The children who have come to Finland alone would have to prove that they can provide for their families. This would require a level of income that even most Finnish adults cannot reach.
“The government’s motion is short-sighted and cruel. Family reunification is a legal and controlled way to reach safety. If this opportunity is practically ruled out, the family members will have to rely on smugglers and use dangerous routes,” says Niina Laajapuro, the director of Amnesty Finland.
The organisations demanding the MPs to reject the stricter conditions of family reunification are: Amnesty International Finland, the Finnish Refugee Council, the Refugee Advice Centre, the Finnish Red Cross, the Finnish Committee for UNICEF, Plan, Finn Church Aid, the Central Union for Child Welfare, Save the Children, the Mannerheim League for Child Welfare, the Martha Organisation, the SOS Children’s Villages, the Federation of Mother and Child Homes and Shelters, Trasek, the Finnish Association for Mental Health, and the Feminist Association Unioni.
The only concession to family reunification was abandoned
The intention was to make it easier to submit the family reunification form by enabling the proceedings via an electronic system.
However, progress on the government motion’s only concession to refugee families has been frozen. The reasons behind the freezing were political, as it would have been technically possible to implement this feature.

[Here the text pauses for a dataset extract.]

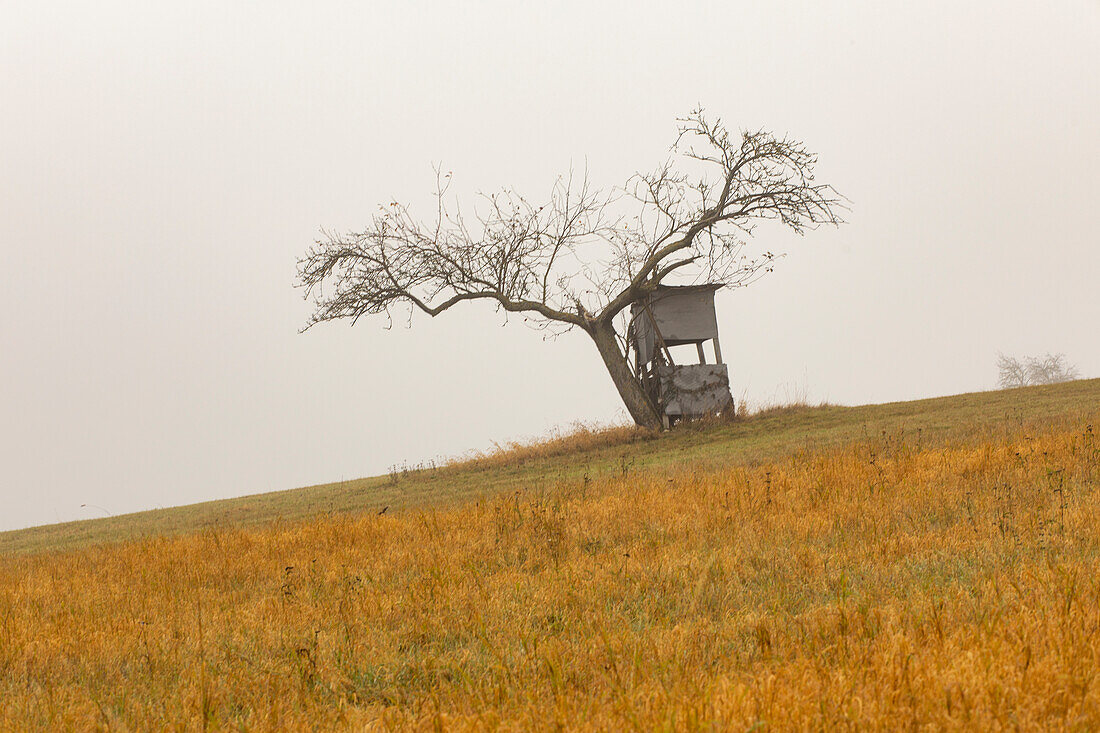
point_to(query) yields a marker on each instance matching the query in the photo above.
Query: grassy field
(767, 436)
(921, 565)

“The government’s decision is short-sighted, since being apart from one’s family makes a person’s integration into society more difficult. The measures promoting integration and the resources invested in this will be in vain if the person spends all their energy on worrying about their family’s safety,” says Annu Lehtinen, the director of the Finnish Refugee Council.
For example, if a Syrian woman who has been granted subsidiary protection wanted to bring her husband and two children to Finland, her net income would have to be 2,600 euros a month.
The same income requirement also applies to persons with a refugee status if their family members are not able to request family reunification within three months from the decision on granting asylum.
In reality, three months is an impossibly short time for the application proceedings. The family members of the person who has been granted asylum must submit the form to one of Finland’s few embassies that are usually located far from the conflict zones.
Due to the limited resources of the embassies, receiving an appointment to submit the form can take months. For example, Syrians must take a difficult and perilous trip to Turkey, to the Finnish embassy in Ankara, whereas people from Afghanistan must travel to New Delhi, India.
“The time limit is unreasonable. If it is not possible to submit the family reunification form electronically, the parliament should at least extend the time limit of three months. Otherwise it is practically impossible to submit the form within three months in a conflict zone in order to avoid the unreasonable income requirement,” says Elina Castrén, the director of the Refugee Advice Centre.
Human reconsideration depends too heavily on the authorities
Finland’s Aliens Act already provides the opportunity to deviate from the income requirement if a child’s welfare or some other exceptionally significant reason demands it.
However, this exception is rarely used. A good example of this is the case of a family from Iraq, recently reported by the newspaper Helsingin Sanomat.
It is problematic for the rights of an individual that the legislation depends so heavily on the consideration of the authorities.
“Both the legislation and its interpretation are very strict. Although both the government and the authorities are aware of this strictness, they want to make family reunification even more difficult,” the organisations state.
The existing legislation on family reunification is already extremely strict, as the conditions were tightened in 2010 and 2012. At the time, the submission of the family reunification forms was made so difficult that the number of submissions plummeted.
This is why the organisations demand that the government at least investigate the effects of the current legislation before creating new restrictions.